For some Laborites, the March 24 decision to join the coalition was a shrewd move to keep their party relevant. But for others it was a betrayal of everything it stands for.

Given that Kadima, which outpolled Labor, and even Likud, is now leading the opposition, Labor’s voice would have counted for little outside the government, Barak and his allies reasoned. “Whoever wants Labor as a spare tire in the opposition instead of a counterweight to the right in the government doesn’t know what he is talking about,” he told the party conference, which voted to enter the coalition.

But others took a very different view. Party icons David Ben-Gurion, Golda Meir, and Yitzhak Rabin “are turning in their graves,” declared Ophir Paz-Pines, one of the dissenting Knesset members. “They formed this country, and we are privileged to continue their path.

He went on to say: “We in Labor have an obligation to maintain their honor and our spine. We are expected to maintain Labor’s values and not act like the lowest politician by joining every government.”

Initially, coming out of talks after the February election, Barak said that Labor would rebuild itself in opposition. But he changed his mind after a late-March proposition from Likud. Dubbed by many analysts a package too good to refuse, it allows Barak to stay on as defense minister, which some believe he is especially keen to do as he already has plans for a possible attack on Iran that he is reluctant to hand over to a successor. It gives Labor four other ministries, meets many of its economic demands, boosts the power of unions, and makes Barak “full partner” in the peace process.
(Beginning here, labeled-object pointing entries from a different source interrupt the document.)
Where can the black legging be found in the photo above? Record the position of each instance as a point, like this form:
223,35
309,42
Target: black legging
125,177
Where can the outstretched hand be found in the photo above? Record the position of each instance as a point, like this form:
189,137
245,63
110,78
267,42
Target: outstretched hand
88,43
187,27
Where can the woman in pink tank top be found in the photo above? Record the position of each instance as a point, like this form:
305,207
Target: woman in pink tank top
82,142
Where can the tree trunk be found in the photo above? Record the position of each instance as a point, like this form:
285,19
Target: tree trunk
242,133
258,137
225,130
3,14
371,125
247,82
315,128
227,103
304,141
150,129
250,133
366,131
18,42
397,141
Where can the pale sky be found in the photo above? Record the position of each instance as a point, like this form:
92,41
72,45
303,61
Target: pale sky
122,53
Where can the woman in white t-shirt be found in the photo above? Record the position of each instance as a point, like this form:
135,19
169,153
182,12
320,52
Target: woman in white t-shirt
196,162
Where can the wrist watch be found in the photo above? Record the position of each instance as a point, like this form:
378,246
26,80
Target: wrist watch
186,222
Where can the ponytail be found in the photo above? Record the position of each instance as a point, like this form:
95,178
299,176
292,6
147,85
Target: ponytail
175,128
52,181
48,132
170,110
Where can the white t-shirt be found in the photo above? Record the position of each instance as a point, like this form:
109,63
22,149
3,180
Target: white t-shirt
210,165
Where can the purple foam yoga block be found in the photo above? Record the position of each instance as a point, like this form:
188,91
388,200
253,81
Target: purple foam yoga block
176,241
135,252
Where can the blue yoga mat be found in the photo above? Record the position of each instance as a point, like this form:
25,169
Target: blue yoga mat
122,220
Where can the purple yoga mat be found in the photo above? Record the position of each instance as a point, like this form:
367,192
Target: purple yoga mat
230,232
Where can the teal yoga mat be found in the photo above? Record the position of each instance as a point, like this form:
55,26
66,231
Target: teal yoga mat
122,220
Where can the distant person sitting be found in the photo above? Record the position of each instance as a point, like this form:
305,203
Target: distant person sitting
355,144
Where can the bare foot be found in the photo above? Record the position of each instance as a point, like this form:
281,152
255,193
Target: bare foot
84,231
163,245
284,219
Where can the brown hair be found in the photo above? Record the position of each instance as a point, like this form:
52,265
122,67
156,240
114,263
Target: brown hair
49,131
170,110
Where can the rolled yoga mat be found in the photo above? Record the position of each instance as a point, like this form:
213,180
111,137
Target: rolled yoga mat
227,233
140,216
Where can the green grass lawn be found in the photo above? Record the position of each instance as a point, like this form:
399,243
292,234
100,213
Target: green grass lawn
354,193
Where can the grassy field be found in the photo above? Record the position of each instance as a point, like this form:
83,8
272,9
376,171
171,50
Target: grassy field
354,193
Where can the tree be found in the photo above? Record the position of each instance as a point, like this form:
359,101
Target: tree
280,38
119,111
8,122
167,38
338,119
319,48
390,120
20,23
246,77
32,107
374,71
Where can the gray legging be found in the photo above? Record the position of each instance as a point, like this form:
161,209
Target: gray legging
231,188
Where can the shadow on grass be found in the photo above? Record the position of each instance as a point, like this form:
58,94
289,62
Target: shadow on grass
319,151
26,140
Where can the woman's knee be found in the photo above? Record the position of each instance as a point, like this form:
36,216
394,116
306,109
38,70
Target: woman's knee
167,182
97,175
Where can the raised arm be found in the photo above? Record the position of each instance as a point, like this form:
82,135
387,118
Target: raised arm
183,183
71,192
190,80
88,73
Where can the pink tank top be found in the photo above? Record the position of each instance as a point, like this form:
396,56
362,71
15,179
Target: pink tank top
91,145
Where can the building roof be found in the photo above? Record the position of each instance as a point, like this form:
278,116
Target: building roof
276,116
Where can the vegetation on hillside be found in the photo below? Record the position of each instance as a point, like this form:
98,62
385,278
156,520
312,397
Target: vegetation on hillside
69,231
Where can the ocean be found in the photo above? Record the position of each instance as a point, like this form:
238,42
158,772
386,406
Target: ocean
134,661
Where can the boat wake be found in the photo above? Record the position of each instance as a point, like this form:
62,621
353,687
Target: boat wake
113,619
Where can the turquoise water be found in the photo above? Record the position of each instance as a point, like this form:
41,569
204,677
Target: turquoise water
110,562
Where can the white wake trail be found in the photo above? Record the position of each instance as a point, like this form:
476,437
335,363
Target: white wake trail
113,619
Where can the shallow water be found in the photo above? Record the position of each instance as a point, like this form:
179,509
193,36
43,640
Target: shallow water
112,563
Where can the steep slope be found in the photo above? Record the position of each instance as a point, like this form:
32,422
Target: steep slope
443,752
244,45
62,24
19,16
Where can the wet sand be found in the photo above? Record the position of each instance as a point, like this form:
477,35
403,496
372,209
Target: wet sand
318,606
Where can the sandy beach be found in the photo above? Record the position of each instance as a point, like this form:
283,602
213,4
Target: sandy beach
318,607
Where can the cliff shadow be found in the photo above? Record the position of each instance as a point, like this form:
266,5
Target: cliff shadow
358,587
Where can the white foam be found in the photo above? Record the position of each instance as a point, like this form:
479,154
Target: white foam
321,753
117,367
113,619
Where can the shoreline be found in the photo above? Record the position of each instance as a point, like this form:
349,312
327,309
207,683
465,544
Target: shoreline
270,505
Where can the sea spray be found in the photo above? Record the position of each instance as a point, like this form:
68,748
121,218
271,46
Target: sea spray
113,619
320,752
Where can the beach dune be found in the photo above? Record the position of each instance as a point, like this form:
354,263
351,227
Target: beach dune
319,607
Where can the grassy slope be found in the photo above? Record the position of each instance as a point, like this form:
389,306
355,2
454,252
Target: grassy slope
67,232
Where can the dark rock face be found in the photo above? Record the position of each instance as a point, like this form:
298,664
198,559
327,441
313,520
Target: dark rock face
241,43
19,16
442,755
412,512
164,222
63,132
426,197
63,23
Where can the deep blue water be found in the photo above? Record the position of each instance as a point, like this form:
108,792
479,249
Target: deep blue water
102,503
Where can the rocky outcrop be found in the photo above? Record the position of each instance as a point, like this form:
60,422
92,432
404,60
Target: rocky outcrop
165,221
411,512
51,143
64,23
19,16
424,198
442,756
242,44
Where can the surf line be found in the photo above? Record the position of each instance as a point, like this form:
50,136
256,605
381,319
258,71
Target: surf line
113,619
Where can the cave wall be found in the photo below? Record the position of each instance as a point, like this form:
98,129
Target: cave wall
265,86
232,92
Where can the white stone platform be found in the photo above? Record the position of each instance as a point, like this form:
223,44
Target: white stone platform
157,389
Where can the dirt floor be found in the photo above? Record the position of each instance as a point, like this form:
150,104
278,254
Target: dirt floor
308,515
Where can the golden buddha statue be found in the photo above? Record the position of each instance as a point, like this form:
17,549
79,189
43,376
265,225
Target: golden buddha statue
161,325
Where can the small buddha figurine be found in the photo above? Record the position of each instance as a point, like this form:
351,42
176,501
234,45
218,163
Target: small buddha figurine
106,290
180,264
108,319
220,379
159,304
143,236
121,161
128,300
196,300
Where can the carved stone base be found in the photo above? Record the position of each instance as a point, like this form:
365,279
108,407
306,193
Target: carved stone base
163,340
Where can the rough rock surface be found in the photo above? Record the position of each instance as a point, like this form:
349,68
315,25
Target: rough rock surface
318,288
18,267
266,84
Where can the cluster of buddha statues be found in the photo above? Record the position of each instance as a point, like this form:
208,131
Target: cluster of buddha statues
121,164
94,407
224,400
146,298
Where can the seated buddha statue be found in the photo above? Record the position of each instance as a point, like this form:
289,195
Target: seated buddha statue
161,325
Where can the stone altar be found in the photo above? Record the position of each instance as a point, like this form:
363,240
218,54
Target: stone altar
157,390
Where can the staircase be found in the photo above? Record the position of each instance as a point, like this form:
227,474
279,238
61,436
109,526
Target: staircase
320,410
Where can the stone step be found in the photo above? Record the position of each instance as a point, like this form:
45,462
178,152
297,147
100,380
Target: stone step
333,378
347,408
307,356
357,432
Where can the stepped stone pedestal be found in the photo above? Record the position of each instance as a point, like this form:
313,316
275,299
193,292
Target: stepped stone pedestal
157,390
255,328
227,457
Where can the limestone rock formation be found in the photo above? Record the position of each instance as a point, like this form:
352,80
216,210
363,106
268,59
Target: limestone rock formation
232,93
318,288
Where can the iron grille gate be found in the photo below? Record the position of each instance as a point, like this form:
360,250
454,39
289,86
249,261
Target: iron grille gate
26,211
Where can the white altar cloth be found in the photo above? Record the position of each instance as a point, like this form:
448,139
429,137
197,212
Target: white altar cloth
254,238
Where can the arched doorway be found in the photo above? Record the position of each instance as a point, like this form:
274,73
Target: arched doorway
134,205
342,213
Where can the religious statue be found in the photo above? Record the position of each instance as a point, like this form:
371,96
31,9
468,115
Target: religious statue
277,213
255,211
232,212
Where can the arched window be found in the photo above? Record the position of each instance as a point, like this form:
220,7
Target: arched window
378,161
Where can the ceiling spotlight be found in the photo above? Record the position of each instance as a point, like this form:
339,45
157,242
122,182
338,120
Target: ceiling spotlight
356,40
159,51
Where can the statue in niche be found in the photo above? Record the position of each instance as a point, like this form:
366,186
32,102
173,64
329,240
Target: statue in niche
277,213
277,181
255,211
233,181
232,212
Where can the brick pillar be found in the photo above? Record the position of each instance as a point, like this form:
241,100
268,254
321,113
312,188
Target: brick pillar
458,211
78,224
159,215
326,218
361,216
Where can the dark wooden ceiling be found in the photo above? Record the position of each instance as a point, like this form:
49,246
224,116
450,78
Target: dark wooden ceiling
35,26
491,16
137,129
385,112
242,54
Some commentators say that Labor’s Knesset dissenters will reconcile with the Barak camp and become loyal to the government. “They will stay in Labor and fight a bit from the inside. But when it comes to it, they will vote with the government,” said pollster and analyst Mitchell Barak, CEO of Keevoon Research, Strategy & Communications.

The reason, he said, is that the coalition agreement gives Labor an opportunity to heavily influence policies on the economy that are of concern to workers, and the rebel lawmakers will want to be involved in that. He said: “We’ve got factories closing down and people losing jobs, and this is a chance for Labor to make an impact.”

Mitchell Barak, no relation to Ehud Barak, said that Labor “can’t beat” Kadima on the peace process, but he believes that entering government in the midst of an economic crisis will give the party a chance to “go back to its Labor roots.”

Another possibility is that the Labor dissenters’ actions will depend on the popularity of the government. Bar Ilan University political scientist Jonathan Rynhold, co-editor of the upcoming book “Israel at the Polls 2009,” said that the dissenters could try to take out of the coalition. If this happens, he predicted, it will be in response to a government action that would give them justification in the eyes of the public. But if the government proves popular, Rynhold predicts they will become closer to the Barak camp. “If its approach is seen by the mainstream public as basically solid and grounded, they will not want to cause problems.

“Especially if Netanyahu dismantles some illegal outposts, which is not inconceivable, what are they going to do to justify causing difficulties?”